Neuro-Oncology Branch, National Cancer Institute, Center for Cancer Research, National Institutes of Health, Building 35 Room 2B203 35 Convent Dr., Bethesda, MD, 20892, USA.
CAMS Key Laboratory of Synthetic Biology for Drug Innovation, Institute of Medicinal Biotechnology, Chinese Academy of Medical Sciences & Peking Union Medical College, Peking, 100050, China.
J Exp Clin Cancer Res. 2022 Apr 6;41(1):126. doi: 10.1186/s13046-022-02350-0.

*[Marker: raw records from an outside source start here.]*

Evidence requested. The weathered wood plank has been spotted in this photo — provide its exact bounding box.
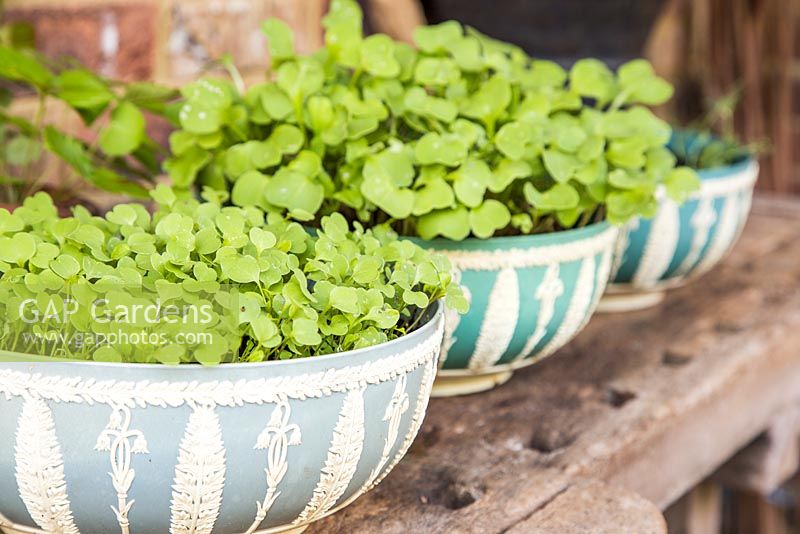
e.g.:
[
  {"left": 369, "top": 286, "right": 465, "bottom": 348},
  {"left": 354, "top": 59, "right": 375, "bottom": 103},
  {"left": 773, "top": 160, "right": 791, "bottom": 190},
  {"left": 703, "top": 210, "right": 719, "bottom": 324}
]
[{"left": 309, "top": 199, "right": 800, "bottom": 533}]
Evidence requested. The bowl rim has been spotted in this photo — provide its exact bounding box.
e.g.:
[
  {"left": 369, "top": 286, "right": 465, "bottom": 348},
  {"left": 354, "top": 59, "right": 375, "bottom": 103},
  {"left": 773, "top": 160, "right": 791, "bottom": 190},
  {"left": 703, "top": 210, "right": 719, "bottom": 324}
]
[
  {"left": 0, "top": 299, "right": 445, "bottom": 372},
  {"left": 410, "top": 220, "right": 612, "bottom": 251}
]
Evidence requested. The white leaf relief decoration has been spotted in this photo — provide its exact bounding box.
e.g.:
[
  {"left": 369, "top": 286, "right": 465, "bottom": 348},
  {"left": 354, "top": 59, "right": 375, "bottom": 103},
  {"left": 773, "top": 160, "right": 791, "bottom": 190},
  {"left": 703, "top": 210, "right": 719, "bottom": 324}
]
[
  {"left": 536, "top": 256, "right": 596, "bottom": 359},
  {"left": 94, "top": 406, "right": 150, "bottom": 534},
  {"left": 513, "top": 263, "right": 564, "bottom": 361},
  {"left": 293, "top": 389, "right": 364, "bottom": 525},
  {"left": 245, "top": 399, "right": 302, "bottom": 534},
  {"left": 675, "top": 197, "right": 717, "bottom": 276},
  {"left": 632, "top": 198, "right": 680, "bottom": 287},
  {"left": 170, "top": 407, "right": 225, "bottom": 534},
  {"left": 697, "top": 193, "right": 740, "bottom": 273},
  {"left": 367, "top": 360, "right": 436, "bottom": 490},
  {"left": 14, "top": 397, "right": 78, "bottom": 534},
  {"left": 366, "top": 375, "right": 409, "bottom": 493},
  {"left": 468, "top": 268, "right": 519, "bottom": 369}
]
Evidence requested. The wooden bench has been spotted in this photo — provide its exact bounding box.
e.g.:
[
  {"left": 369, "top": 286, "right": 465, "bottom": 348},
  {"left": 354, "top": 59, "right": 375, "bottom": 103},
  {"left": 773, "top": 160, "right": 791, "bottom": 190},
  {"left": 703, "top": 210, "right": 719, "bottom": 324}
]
[{"left": 308, "top": 196, "right": 800, "bottom": 534}]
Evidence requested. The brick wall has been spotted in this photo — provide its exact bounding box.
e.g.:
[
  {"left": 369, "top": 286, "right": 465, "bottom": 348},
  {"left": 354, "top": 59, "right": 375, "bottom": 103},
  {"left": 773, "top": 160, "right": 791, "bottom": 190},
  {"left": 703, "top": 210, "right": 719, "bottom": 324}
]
[{"left": 5, "top": 0, "right": 327, "bottom": 83}]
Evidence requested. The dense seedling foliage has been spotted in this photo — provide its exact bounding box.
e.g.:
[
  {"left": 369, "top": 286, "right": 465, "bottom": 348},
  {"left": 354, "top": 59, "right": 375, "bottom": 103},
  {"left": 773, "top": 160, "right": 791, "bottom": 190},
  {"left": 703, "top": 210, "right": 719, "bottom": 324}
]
[
  {"left": 167, "top": 0, "right": 697, "bottom": 239},
  {"left": 0, "top": 186, "right": 466, "bottom": 364}
]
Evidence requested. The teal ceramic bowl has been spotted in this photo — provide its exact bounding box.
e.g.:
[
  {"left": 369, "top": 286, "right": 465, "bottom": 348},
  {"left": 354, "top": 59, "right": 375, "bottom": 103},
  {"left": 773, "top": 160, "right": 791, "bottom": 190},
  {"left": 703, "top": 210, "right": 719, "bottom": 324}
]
[
  {"left": 0, "top": 305, "right": 444, "bottom": 534},
  {"left": 600, "top": 158, "right": 758, "bottom": 311},
  {"left": 417, "top": 223, "right": 618, "bottom": 396}
]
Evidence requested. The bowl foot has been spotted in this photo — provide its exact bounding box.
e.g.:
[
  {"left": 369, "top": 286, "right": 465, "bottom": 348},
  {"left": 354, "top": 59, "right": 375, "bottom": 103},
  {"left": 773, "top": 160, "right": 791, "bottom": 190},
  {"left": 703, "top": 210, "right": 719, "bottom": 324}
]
[
  {"left": 431, "top": 371, "right": 512, "bottom": 397},
  {"left": 597, "top": 290, "right": 665, "bottom": 313}
]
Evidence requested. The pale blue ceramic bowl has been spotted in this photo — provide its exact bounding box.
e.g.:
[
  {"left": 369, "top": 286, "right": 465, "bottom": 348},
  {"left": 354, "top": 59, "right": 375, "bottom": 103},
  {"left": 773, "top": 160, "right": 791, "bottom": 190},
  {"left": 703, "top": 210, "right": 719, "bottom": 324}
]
[
  {"left": 0, "top": 305, "right": 444, "bottom": 534},
  {"left": 601, "top": 142, "right": 758, "bottom": 311}
]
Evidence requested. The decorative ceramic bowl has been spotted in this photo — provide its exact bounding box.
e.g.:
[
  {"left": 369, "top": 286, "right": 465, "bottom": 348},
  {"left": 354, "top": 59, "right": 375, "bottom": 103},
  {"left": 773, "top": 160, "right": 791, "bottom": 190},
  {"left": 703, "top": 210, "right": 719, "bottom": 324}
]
[
  {"left": 419, "top": 223, "right": 618, "bottom": 396},
  {"left": 600, "top": 159, "right": 758, "bottom": 311},
  {"left": 0, "top": 305, "right": 444, "bottom": 534}
]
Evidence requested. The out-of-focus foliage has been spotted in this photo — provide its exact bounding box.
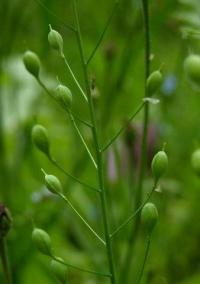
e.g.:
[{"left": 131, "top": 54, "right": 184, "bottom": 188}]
[{"left": 0, "top": 0, "right": 200, "bottom": 284}]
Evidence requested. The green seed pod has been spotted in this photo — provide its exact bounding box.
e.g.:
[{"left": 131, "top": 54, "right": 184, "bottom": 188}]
[
  {"left": 32, "top": 228, "right": 52, "bottom": 256},
  {"left": 147, "top": 70, "right": 163, "bottom": 97},
  {"left": 23, "top": 50, "right": 40, "bottom": 78},
  {"left": 45, "top": 174, "right": 63, "bottom": 194},
  {"left": 31, "top": 124, "right": 50, "bottom": 157},
  {"left": 48, "top": 26, "right": 63, "bottom": 55},
  {"left": 191, "top": 149, "right": 200, "bottom": 176},
  {"left": 151, "top": 151, "right": 168, "bottom": 181},
  {"left": 55, "top": 84, "right": 72, "bottom": 109},
  {"left": 141, "top": 202, "right": 158, "bottom": 234},
  {"left": 184, "top": 54, "right": 200, "bottom": 85},
  {"left": 51, "top": 258, "right": 67, "bottom": 284}
]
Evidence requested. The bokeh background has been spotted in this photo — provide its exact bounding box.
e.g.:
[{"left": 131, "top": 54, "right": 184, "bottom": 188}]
[{"left": 0, "top": 0, "right": 200, "bottom": 284}]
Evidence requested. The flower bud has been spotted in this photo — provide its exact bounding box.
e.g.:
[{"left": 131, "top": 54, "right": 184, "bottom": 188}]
[
  {"left": 23, "top": 50, "right": 40, "bottom": 78},
  {"left": 48, "top": 26, "right": 63, "bottom": 54},
  {"left": 45, "top": 174, "right": 63, "bottom": 194},
  {"left": 32, "top": 228, "right": 52, "bottom": 256},
  {"left": 141, "top": 202, "right": 158, "bottom": 234},
  {"left": 151, "top": 151, "right": 168, "bottom": 181},
  {"left": 147, "top": 70, "right": 163, "bottom": 97},
  {"left": 191, "top": 149, "right": 200, "bottom": 176},
  {"left": 31, "top": 124, "right": 50, "bottom": 157},
  {"left": 51, "top": 258, "right": 67, "bottom": 284},
  {"left": 184, "top": 54, "right": 200, "bottom": 85},
  {"left": 55, "top": 84, "right": 72, "bottom": 109}
]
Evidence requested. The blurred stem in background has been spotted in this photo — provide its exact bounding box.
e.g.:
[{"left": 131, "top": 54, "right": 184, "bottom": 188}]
[{"left": 120, "top": 0, "right": 150, "bottom": 283}]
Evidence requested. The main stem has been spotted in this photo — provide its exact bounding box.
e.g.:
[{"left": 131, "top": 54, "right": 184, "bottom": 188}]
[
  {"left": 73, "top": 0, "right": 116, "bottom": 284},
  {"left": 0, "top": 238, "right": 12, "bottom": 284},
  {"left": 120, "top": 0, "right": 150, "bottom": 283}
]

Compared to normal cells, cancer cells exhibit a higher level of oxidative stress, which primes key cellular and metabolic pathways and thereby increases their resilience under oxidative stress. This higher level of oxidative stress also can be exploited to kill tumor cells while leaving normal cells intact. In this study we have found that isovalerylspiramycin I (ISP I), a novel macrolide antibiotic, suppresses cancer cell growth and tumor metastases by targeting the nucleolar protein selenoprotein H (SELH), which plays critical roles in keeping redox homeostasis and genome stability in cancer cells.
We developed ISP I through genetic recombination and tested the antitumor effects using primary and metastatic cancer models. The drug target was identified using the drug affinity responsive target stability (DARTS) and mass spectrum assays. The effects of ISP I were assessed for reactive oxygen species (ROS) generation, DNA damage, R-loop formation and its impact on the JNK2/TIF-IA/RNA polymerase I (POLI) transcription pathway.
ISP I suppresses cancer cell growth and tumor metastases by targeting SELH. Suppression of SELH induces accumulation of ROS and cancer cell-specific genomic instability. The accumulation of ROS in the nucleolus triggers nucleolar stress and blocks ribosomal RNA transcription via the JNK2/TIF-IA/POLI pathway, causing cell cycle arrest and apoptosis in cancer cells.
We demonstrated that ISP I links cancer cell vulnerability to oxidative stress and RNA biogenesis by targeting SELH. This suggests a potential new cancer treatment paradigm, in which the primary therapeutic agent has minimal side-effects and hence may be useful for long-term cancer chemoprevention.
与正常细胞相比,癌细胞表现出更高水平的氧化应激,这激活了关键的细胞和代谢途径,从而提高了它们在氧化应激下的韧性。这种更高水平的氧化应激也可以被利用来杀死肿瘤细胞,同时使正常细胞保持完整。在这项研究中,我们发现一种新型大环内酯抗生素异戊酰螺旋霉素 I(ISP I)通过靶向核仁蛋白硒蛋白 H(SELH)抑制癌细胞生长和肿瘤转移,SELH 在维持癌细胞氧化还原平衡和基因组稳定性方面发挥着关键作用。
我们通过基因重组开发了 ISP I,并使用原发性和转移性癌症模型测试了其抗肿瘤效果。使用药物亲和反应靶标稳定性(DARTS)和质谱分析确定了药物靶标。评估了 ISP I 对活性氧(ROS)生成、DNA 损伤、R 环形成及其对 JNK2/TIF-IA/RNA 聚合酶 I(POLI)转录途径的影响。
ISP I 通过靶向 SELH 抑制癌细胞生长和肿瘤转移。SELH 的抑制导致 ROS 的积累和癌细胞特异性基因组不稳定性。ROS 在核仁中的积累引发核仁应激,并通过 JNK2/TIF-IA/POLI 途径阻断核糖体 RNA 转录,导致癌细胞周期停滞和凋亡。
我们证明 ISP I 通过靶向 SELH 将癌细胞对氧化应激和 RNA 生物发生的易感性联系起来。这表明了一种潜在的新癌症治疗范例,其中主要治疗剂副作用极小,因此可能对长期癌症化学预防有用。